To the best of our knowledge, this is the second study analysing the role of GKR as a first intention treatment for selected cases of ICS and IVS, after a previous report published earlier in 2011 [13]. Beside the previous, only a small number of papers have described this particular and rare pathology, in non-radiosurgical setting, in the frame of case reports or small series [10]. In our experience, we report no acute or subacute adverse radiation effects in this indication, both for ICS and for IVS, as we have previously reported in our overall series of VSs treated with GKR [21]. Symptom stability was confirmed on four out of five cases. One patient, who received 11.2 Gy to the cochlea, due to the particular anatomical location and the dosimetric conditions, reported hearing decrease during follow-up course. Tumour decrease was attained in four cases, and stability in one.

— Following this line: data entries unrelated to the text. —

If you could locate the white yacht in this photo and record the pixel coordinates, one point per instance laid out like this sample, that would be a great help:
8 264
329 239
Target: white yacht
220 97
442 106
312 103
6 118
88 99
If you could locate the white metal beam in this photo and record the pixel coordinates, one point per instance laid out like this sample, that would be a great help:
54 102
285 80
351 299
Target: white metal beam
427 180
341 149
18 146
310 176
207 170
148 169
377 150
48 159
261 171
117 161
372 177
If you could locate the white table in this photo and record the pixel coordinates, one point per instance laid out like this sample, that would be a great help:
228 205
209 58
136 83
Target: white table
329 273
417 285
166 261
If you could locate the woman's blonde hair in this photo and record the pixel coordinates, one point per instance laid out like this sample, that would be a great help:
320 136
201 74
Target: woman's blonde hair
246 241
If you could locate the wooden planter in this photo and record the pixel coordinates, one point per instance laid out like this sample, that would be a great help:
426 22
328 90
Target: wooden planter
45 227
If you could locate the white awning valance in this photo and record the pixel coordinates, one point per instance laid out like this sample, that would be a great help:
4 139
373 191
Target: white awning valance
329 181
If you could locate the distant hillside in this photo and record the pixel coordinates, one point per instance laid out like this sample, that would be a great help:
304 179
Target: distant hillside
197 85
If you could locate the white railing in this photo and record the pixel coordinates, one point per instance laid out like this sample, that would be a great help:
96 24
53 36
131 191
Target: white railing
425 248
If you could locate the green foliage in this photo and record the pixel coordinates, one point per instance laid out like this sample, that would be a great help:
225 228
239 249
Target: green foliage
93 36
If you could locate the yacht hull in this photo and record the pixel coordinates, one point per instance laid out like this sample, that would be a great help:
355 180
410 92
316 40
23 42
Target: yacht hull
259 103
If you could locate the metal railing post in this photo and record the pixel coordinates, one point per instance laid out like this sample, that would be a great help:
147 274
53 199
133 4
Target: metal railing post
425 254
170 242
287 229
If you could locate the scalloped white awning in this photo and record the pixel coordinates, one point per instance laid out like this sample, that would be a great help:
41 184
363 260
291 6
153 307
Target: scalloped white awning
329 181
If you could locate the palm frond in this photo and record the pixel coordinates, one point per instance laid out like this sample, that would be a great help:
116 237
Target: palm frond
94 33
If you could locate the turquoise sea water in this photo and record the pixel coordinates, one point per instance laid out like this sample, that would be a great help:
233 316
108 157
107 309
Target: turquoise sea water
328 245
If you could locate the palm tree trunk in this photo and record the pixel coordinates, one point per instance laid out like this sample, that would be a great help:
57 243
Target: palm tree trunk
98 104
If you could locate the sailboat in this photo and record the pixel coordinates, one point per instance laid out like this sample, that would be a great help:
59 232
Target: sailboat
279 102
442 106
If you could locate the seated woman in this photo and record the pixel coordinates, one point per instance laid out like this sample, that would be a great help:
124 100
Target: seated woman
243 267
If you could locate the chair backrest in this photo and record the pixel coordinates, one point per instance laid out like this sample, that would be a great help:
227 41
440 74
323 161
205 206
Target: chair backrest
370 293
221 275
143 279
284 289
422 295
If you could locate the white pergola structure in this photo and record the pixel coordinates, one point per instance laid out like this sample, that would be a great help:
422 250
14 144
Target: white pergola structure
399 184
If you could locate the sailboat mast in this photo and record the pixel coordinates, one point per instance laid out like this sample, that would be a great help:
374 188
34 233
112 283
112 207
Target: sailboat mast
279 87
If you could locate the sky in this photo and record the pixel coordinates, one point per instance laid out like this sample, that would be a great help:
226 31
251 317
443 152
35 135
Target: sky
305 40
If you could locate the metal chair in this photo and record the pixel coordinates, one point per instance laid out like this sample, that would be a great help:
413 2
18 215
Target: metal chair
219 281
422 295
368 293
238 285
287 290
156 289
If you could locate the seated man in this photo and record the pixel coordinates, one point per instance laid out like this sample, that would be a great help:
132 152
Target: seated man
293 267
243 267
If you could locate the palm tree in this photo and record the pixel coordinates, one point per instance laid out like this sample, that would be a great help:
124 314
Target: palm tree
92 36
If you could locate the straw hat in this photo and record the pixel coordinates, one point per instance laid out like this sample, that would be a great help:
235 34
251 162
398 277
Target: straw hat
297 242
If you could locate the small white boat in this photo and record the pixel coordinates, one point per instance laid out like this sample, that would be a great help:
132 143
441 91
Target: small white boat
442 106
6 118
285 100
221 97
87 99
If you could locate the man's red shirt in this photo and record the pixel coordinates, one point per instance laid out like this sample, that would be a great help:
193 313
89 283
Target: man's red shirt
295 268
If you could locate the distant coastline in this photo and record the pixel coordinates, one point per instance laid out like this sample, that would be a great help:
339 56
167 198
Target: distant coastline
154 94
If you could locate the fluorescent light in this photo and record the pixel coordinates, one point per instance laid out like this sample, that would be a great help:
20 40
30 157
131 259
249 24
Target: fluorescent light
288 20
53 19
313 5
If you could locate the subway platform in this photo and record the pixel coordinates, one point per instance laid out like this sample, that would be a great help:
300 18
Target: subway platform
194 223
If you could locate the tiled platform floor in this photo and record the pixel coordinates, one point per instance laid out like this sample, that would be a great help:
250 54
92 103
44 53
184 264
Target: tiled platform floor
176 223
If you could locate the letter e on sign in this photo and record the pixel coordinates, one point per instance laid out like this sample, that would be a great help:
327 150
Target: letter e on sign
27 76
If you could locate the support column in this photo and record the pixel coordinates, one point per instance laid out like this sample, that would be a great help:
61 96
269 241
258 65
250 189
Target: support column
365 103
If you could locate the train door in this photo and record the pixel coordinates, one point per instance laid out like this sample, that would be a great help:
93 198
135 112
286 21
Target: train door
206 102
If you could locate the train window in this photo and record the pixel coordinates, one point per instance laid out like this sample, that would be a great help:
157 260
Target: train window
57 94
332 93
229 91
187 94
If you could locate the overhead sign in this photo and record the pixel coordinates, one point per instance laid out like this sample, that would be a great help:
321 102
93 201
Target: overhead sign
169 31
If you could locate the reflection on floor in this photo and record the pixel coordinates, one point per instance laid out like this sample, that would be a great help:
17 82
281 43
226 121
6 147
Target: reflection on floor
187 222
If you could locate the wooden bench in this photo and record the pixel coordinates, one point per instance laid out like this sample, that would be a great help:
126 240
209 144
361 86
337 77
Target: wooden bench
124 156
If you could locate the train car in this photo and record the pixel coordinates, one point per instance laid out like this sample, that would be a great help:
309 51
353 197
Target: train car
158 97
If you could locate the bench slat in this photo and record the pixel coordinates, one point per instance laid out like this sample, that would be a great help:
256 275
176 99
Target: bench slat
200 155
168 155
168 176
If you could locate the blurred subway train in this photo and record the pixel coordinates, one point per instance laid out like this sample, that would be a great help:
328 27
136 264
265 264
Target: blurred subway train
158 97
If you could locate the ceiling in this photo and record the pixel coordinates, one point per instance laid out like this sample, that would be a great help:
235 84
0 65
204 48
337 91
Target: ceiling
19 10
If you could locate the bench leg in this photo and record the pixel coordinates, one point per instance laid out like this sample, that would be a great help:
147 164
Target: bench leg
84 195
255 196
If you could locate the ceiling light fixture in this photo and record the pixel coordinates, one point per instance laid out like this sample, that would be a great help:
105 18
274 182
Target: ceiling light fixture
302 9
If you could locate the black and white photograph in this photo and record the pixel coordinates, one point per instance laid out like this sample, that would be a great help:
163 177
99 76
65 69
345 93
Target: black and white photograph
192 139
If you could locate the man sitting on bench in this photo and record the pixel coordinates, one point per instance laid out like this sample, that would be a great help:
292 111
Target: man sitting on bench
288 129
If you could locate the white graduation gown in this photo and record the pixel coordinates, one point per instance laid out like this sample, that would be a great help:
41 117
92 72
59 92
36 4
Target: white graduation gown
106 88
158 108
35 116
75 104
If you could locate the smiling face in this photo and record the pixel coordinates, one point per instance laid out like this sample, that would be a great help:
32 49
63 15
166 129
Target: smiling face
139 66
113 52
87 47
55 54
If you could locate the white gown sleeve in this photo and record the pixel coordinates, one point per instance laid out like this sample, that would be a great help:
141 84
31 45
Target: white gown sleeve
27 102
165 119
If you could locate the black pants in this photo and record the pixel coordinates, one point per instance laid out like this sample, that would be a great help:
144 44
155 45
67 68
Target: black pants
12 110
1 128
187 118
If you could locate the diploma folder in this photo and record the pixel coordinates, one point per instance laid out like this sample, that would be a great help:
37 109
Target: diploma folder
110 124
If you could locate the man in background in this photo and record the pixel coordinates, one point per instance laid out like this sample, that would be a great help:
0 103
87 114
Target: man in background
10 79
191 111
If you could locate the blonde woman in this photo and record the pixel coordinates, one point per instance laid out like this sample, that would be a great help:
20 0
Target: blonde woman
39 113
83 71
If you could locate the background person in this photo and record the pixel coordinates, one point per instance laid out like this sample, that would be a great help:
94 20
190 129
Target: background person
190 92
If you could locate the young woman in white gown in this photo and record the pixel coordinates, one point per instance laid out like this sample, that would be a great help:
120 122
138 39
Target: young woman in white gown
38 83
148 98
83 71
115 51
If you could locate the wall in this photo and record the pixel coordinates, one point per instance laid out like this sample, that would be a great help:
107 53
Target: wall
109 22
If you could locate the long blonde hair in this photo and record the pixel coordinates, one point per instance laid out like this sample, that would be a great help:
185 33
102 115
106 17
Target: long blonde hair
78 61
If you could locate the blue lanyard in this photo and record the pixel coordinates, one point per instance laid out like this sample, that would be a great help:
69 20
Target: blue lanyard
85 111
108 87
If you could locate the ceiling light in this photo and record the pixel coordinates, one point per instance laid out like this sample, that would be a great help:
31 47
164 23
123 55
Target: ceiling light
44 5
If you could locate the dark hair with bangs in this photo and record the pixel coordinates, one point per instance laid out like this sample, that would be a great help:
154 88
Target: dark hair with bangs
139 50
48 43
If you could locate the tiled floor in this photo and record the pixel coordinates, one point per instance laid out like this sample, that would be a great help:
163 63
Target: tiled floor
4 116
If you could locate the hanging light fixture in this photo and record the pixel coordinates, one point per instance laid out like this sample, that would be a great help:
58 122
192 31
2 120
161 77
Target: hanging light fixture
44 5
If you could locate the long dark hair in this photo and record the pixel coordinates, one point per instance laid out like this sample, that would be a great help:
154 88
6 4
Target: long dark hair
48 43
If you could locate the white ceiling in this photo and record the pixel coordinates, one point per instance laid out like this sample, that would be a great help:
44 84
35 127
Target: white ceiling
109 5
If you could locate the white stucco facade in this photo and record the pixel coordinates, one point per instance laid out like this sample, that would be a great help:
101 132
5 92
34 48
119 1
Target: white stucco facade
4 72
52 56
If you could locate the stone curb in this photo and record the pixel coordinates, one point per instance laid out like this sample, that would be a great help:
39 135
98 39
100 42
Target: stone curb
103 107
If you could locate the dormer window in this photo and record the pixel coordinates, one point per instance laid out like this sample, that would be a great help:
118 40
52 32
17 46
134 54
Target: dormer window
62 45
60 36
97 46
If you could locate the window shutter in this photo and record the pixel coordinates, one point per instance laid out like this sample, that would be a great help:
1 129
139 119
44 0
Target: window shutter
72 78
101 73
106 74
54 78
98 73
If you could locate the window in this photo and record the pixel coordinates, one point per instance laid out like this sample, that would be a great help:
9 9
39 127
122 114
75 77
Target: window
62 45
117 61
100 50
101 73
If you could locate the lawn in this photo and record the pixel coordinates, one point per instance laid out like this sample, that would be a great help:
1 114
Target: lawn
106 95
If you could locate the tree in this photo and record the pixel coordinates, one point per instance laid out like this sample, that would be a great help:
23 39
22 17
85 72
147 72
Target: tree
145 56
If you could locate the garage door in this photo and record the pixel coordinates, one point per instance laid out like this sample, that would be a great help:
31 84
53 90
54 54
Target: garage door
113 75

The most commonly used classification for ICS and IVS is the one proposed by Salzmann et al. [17], separating six types: intracochlear (limited to the cochlea), transmodiolar (extension to IAC via modiolus), intravestibular (vestibule, with or without extension to semi-circular canals), transmacular (vestibule, with or without extension to semi-circular canals and extension to IAC macula cribrosa), intravestibulocochlear (vestibule, with or without extension to semi-circular canals and in the cochlea), transotic ± the cerebello-pontine angle (tumour in the cochlea, and/or vestibular portion of the inner ear, extension into the middle ear). It is well known that schwann cells of the cochlear axons in the cochlear nerve are present in the modiolus, proximal to the spiral ganglion [23, 24]. In this context, a schwannoma could develop in the modiulus, present further growth, occupy the cochlear basal turn, erode the cribriform area of the IAM and spread into the vestibule.

The classical symptom is hearing loss, followed by vertigo and imbalance [1].

During the past decades, the MRI development has allowed a fine diagnosis in this particular and rare pathology. Dedicated sequences, including T2 CISS/Fiesta images, have provided detailed anatomical description and enabled early diagnosis. This was previously most probably responsible for an underestimation of the real number of cases. The most important differential diagnosis is an infectious and inflammatory process, as ICS especially could also miming this, due to the filling defect present on T2-weighted images [1].

Once diagnosed, the management of the ICL and IVS includes: wait-and-scan strategy (patients without specific complains including good level of hearing, absence of vertigo/balance issues and tumour stability) [4], surgery, or SRS and particularly GKR, due to its steep gradient, particularly necessary in this indication, due to the presence of organs at risk. The management strategy depends on the degree of symptoms and further hearing loss, tumour’s size, tumour’s increase, special concerns about the pathophysiological diagnosis (if surgery is performed) and particular comorbidities [5, 23, 24]. One has to keep in mind that surgical removal is followed by complete hearing loss, due to the transotic, translabyrinthine or transcanal labyrinthectomy accesses [15].

Radiosurgery and particularly GKR have the advantage of its minimal invasiveness. With high rates of tumour control [20] and keeping the maximal dose delivered to the cochlea below 4 Gy if the anatomical conditions will allow, one might also expect hearing preservation on a long-term basis [14, 19]. No vestibular deterioration has been seen in this small series.

Stereotactic radiosurgery is a valuable option as first-line treatment for ICS and IVS. Technically, the procedure is feasible, while prescribing low radiation doses, such as in the more classical VSs in general (e.g. 12 Gy). Grace to the steep gradient of GKR, one could also expect functional preservation in cases having pretherapeutically high level of hearing. Tumour control was achieved in all cases in our small series.